Additionally, you should prevent the optimizer from deciding whether to execute in operation parallel mode or not. For this purpose, use commands “+parallel” and “no_parallel.”
Reduce and Optimize Datasets at Early Steps
To speed up and improve ETL performance even higher, you need to reduce the amount of time the optimizer spends joining the relevant rows of tables. It is especially vital for commands with complex WHERE conditions, as they make the optimizer read the largest table too early.
You need to join all the small tables first and use the “+ leading” hint to indicate the correct join order.
Get Rid of Unnecessary Indexes
The typical issue is that data warehouses are over-indexed. Indeed, such databases rarely require the use of indexes. Such an approach as creating another index to fix performance problems does not work for ETL jobs. But quite the opposite, it deteriorates an ETL’s functioning even more.

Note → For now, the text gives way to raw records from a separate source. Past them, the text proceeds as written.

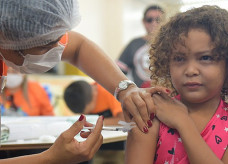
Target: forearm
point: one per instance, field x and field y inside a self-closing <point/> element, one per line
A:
<point x="114" y="120"/>
<point x="197" y="149"/>
<point x="141" y="147"/>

This is because additional indexes slow down the INSERT/UPDATE/MERGE operations. It also makes the program create a Nested Loops Join, i.e., the algorithm for reading rows from the first table in a loop, which you also should avoid. So, the best way to improve the ETL performance is to drop the unnecessary indexes.
Load Data in Bulk
The following tips to increase the ETL performance will help you handle big data better. Since you can store and process petabyte-scale datasets, you need to ensure their efficient transfer.
For this purpose, use a manifest file to merge datasets from multiple files. Also, use temporary staging tables created by the “create temporary table” command to hold the data before the transformation. And use the “alter table append” command to swap data from the staging table to the target one. This way, you load all the datasets at once.
Use Diagnostic Queries Regularly
The core of ETL performance improvements is monitoring your BI tool’s health. Such an ETL strategy will help you identify issues because they have an adverse effect on your cluster. You may use SQL monitoring scripts/diagnostic queries for this purpose. Here are a few examples:
- commit_stats.sql. This command shows detailed queue statistics so you can see the largest queue’s length and time. If there is any abnormality, the INSERT/UPDATE/COPY/DELETE operations likely take more time than they should.
- table_info.sql. This command shows unsorted statistics and storage and key information. This queue is valuable to check if there are any delays in performing transformation steps.
- v_get_schema_priv_by_user.sql. This command generates the schema showing what users have access to what data categories. Use this command in case reporting users can observe unnecessary, intermediate tables in reports.
These are only a small portion of diagnostic queries for ETL performance testing. So, it is useful to create a list of them and run each command regularly or as a reactive measure after detecting an issue.
Gather Statistics on Target Tables
Consider this the last step of an ETL job. In case you handle a complex stage or intermediate table, then missing statistics may lead to poor estimations. Without gathering statistics, several stage tables with outdated info may be joined together, leading to severe inaccuracies. That may result in generating a flawed execution plan. So, increase the ETL performance by reviewing statistics on target tables all the time.
Fortunately, a high-functional ETL solution has nearly all of the mentioned already integrated, so the probability of performance issues is much lower.